Interest on all PLUS loans begins accruing once the loan is disbursed. Payments on parent PLUS loans begin immediately unless you request a deferral. If you're a graduate or professional student, however, you won't need to begin making payments until six months after you leave school. Paying the accrued interest before your first payment due date prevents it from being added to your existing loan principal.
- Who is eligible: Graduate and professional students, as well as parents of undergraduate dependent students who are in school at least half time.
- Rates and fees: The current interest rate on PLUS loans is 5.30%. The fee is 4.228% for loans disbursed before October 1, 2021.
- Borrowing limits: PLUS loans can be taken out for the full cost of attendance (determined by the school), less any other federal student aid the student receives.
When to Consider Private Student Loans
Private student loans don't come with a lot of the perks you'll get with a federal student loan, but they can be helpful for certain borrowers. Compared with federal loans, private student loans typically have higher interest rates, less flexibility and more eligibility restrictions. However, federal aid doesn't always cover your school costs in their entirety, and private student loans can offer advantages.
For one, some private loans don't charge fees. Plus, for borrowers looking at PLUS loans, an excellent credit score could land you a better interest rate with a private loan. You can check your credit report and credit scores for free from Experian to see where your credit health stands—you might want to take steps to gain extra points on your credit score to secure better private loan rates.
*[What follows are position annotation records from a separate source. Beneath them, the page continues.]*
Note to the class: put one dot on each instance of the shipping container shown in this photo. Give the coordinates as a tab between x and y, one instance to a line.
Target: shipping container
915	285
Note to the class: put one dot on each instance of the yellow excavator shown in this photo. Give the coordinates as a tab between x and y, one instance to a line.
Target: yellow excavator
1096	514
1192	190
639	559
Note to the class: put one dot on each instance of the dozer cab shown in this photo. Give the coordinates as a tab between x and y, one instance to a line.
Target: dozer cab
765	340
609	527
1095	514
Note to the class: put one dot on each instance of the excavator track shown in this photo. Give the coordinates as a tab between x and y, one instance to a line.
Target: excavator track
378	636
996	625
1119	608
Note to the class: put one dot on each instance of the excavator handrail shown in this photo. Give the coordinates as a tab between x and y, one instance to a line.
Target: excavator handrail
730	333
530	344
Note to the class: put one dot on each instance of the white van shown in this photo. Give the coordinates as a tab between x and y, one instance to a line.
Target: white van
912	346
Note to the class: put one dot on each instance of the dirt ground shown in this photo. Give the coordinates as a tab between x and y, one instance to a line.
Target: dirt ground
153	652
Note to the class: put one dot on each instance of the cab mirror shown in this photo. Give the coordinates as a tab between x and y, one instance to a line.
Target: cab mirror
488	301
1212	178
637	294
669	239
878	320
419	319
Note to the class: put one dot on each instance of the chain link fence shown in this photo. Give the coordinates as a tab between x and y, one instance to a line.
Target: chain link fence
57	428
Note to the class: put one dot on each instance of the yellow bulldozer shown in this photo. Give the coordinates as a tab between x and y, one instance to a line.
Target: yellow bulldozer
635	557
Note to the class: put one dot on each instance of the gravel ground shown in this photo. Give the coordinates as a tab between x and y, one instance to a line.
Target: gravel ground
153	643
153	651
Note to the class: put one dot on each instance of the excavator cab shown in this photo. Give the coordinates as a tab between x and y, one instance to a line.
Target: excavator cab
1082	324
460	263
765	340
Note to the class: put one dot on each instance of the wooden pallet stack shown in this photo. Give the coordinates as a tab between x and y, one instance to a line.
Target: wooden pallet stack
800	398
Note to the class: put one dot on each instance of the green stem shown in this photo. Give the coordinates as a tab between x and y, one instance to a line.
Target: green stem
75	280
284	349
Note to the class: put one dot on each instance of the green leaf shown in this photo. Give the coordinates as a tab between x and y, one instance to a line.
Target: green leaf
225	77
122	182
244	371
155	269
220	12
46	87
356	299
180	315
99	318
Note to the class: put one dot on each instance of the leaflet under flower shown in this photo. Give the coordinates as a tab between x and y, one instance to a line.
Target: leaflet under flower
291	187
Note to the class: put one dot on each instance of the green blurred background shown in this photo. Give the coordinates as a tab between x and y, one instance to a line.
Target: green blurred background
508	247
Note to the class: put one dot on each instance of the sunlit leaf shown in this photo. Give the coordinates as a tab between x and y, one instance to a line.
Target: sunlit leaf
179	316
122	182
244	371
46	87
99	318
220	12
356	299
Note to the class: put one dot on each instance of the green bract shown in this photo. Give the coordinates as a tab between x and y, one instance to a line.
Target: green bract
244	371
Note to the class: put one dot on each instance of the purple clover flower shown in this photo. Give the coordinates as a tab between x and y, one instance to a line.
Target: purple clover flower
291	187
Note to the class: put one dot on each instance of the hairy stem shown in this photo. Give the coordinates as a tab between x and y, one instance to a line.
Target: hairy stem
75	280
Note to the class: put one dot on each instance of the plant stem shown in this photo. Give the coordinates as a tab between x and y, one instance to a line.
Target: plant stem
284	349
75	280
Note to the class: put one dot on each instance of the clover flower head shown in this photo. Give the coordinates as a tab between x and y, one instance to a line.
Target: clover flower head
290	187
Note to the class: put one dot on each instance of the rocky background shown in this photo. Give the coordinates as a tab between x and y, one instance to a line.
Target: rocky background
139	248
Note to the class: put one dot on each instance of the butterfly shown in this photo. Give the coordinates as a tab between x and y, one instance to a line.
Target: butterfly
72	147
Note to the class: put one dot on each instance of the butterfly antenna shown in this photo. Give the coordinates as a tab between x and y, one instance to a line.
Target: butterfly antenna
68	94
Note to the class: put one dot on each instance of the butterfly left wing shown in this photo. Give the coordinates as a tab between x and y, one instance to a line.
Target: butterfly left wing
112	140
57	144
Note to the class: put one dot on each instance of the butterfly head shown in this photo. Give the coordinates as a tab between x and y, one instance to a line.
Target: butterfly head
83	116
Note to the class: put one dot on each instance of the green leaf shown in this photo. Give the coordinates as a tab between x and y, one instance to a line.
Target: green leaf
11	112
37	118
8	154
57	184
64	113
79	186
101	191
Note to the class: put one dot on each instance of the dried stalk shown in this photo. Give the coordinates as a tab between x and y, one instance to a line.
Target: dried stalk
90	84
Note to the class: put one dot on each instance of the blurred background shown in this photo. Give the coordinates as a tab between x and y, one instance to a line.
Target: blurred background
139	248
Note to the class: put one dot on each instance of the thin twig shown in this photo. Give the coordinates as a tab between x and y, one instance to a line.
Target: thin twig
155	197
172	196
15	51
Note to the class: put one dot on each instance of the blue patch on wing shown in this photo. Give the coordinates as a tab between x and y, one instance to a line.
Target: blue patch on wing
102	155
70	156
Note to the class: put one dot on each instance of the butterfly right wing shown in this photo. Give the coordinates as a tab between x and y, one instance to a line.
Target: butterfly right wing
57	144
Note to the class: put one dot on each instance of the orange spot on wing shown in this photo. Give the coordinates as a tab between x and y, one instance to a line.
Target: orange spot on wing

Keep in mind that some private student loans charge variable interest rates—a feature that could cost you more in the long run than the fixed rates offered by federal student loans.
Beyond Student Loans
Student loans may not be the most fun part of college, but they are often necessary for making your education plan work. Don't take these loans lightly or overreach and borrow more than you need. Consider your college's work-study program if it's available to you or finding other ways to make money while you're in college to reduce the amount you need to borrow. And don't underestimate the "free money" available for those seeking to learn: There are lots of grants and scholarships you may qualify for that can help ease the financial burden and start you on your way toward earning your degree.